Extended liver storage. Development and optimization of liver preservation and extracorporeal machine perfusion

Abstract

This work focuses on the improvement of liver graft quality through the use of MP. It has been established that intracellular ATP is a significant measure of the cellular viability of an explanted organ. Chapter 1 examines the relationship between intracellular ATP and cellular viability at different time points of static cold storage. Both parameters were found to decline linearly as cold storage progresses. We went on to characterize the decline and recovery of ATP in a rat model of ex-vivo warm ischemia followed by subnormothermic machine perfusion and orthotopic liver transplantation (chapter 2). The use of MP at subnormothermic temperature (SNMP, 20oC) yielded improved graft survival, demonstrating feasibility of our rat model. Subsequently, a more clinically relevant porcine model was used (chapter 3), in which donation after cardiac death was followed by normothermic sanguineous machine perfusion, and reperfusion was simulated by NMP. Among other conclusions, this study confirms that ATP levels are a clinically relevant measure of viability.
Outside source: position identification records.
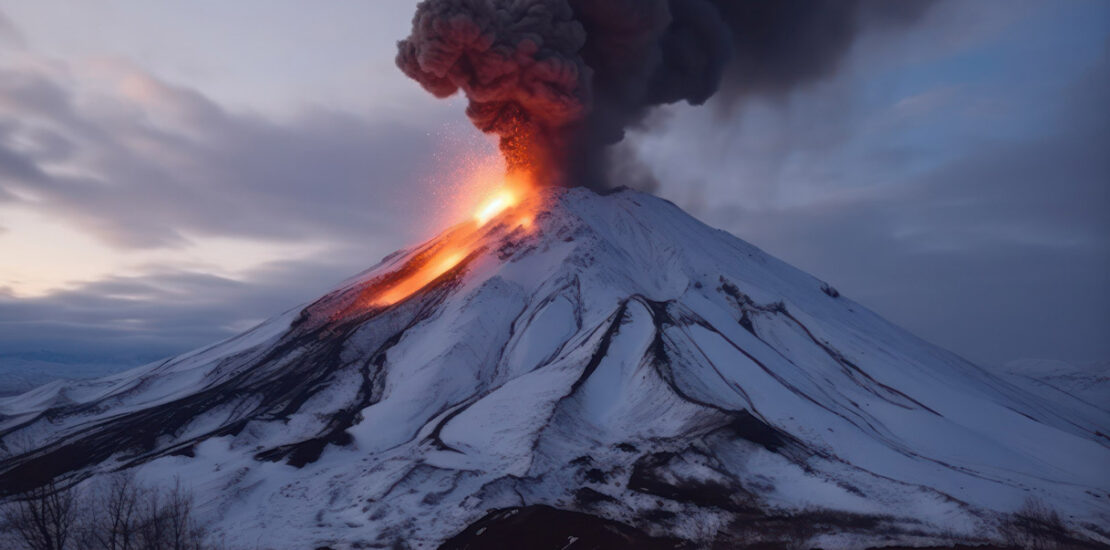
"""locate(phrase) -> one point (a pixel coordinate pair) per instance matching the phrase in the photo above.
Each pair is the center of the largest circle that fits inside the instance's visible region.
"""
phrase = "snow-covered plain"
(617, 345)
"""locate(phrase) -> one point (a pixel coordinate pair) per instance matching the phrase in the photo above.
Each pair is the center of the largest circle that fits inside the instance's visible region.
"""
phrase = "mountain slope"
(614, 357)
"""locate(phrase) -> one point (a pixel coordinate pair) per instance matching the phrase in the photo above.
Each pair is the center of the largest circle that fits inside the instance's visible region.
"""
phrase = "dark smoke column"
(516, 61)
(561, 80)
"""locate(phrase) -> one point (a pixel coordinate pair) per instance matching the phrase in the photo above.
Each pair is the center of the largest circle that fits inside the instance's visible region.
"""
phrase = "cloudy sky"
(172, 172)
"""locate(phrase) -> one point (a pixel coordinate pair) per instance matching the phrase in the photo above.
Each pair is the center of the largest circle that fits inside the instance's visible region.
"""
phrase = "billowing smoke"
(561, 80)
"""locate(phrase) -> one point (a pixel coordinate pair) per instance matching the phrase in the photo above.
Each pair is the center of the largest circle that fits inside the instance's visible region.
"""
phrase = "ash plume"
(561, 80)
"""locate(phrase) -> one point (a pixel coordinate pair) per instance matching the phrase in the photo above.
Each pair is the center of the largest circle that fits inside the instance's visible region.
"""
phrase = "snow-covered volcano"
(617, 359)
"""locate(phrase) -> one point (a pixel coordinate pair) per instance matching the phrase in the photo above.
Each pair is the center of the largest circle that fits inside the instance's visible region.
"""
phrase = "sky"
(173, 172)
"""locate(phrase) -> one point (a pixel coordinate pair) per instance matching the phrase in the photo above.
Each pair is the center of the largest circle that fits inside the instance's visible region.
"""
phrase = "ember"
(456, 246)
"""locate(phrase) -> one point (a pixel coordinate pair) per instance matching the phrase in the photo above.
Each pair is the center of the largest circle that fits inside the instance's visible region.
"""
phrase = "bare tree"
(113, 521)
(119, 513)
(43, 518)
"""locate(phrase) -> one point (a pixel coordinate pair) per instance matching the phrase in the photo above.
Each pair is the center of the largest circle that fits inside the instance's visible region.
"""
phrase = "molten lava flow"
(455, 246)
(500, 201)
(440, 263)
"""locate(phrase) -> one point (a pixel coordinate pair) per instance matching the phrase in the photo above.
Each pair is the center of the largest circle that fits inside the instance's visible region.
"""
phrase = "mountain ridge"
(614, 357)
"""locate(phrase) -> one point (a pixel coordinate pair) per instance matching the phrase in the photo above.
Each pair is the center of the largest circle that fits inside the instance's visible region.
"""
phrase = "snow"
(616, 329)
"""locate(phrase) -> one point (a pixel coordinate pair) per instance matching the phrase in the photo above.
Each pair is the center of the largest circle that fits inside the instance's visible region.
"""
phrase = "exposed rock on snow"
(618, 359)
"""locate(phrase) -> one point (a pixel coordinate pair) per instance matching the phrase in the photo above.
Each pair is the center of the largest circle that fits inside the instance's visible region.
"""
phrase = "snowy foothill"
(617, 358)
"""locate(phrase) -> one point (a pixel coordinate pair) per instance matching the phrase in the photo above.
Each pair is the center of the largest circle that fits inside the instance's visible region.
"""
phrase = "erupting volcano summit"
(613, 372)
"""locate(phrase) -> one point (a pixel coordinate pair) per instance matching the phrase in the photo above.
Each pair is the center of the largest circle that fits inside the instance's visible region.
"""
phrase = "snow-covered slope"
(617, 358)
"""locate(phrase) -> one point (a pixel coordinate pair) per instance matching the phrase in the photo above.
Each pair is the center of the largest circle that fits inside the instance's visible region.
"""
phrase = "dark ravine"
(621, 375)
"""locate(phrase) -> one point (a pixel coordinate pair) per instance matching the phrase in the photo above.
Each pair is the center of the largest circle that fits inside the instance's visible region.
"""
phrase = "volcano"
(613, 373)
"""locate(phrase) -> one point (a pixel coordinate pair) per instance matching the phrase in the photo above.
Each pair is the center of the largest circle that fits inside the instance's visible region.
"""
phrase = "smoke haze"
(561, 80)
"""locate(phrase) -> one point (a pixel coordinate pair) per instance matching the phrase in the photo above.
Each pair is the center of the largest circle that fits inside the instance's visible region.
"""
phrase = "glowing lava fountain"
(443, 255)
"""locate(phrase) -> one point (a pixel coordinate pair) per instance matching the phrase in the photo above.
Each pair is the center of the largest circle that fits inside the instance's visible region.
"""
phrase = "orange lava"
(455, 246)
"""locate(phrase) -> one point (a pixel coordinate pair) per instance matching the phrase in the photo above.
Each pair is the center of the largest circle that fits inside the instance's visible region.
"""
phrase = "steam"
(561, 80)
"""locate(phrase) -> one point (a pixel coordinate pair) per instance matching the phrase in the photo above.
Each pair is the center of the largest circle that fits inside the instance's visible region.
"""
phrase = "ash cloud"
(561, 80)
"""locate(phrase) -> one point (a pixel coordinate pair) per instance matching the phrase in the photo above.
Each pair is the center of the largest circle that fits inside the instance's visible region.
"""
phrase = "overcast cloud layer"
(952, 177)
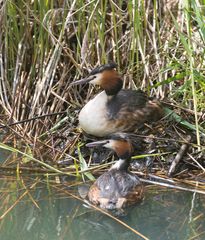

After demonstrating that our machine perfusion systems are capable of optimizing marginal organs, we wanted to examine whether machine perfusion could extend the duration of cold storage and whether MP is still effective after extended SCS. To this end, rat livers that had undergone various durations of cold storage were subjected to subnormothermic machine perfusion and then transplanted (chapter 4). Together, chapters 1, 2 and 4 establish a subnormothermic machine perfusion system tested under various clinically relevant circumstances, yielding several parameters that indicate graft viability during MP. We used this model as a tool to develop a novel strategy for liver preservation. In chapter 5, sub-zero non-freezing whole-organ preservation, or supercooling, was introduced, which can viably preserve rat livers at -6oC for extended periods of time. The previously established techniques of SNMP and liver transplantation enabled us to develop a rat model of supercooling preservation, which was verified with orthotopic transplantation yielding long-term survival. In chapter 6, we investigate the phenomenon of supercooling using molecular biological and cell culture techniques. Individual components of the protocol, as well as one of the agents used to facilitate supercooling were analyzed in an in vitro model of hepatocyte supercooling.

In summary, in this thesis a new model of SNMP and rat liver transplantation is developed and applied to produce a novel liver preservation modality using supercooling preservation, which can significantly extend the current storage time for a rat liver.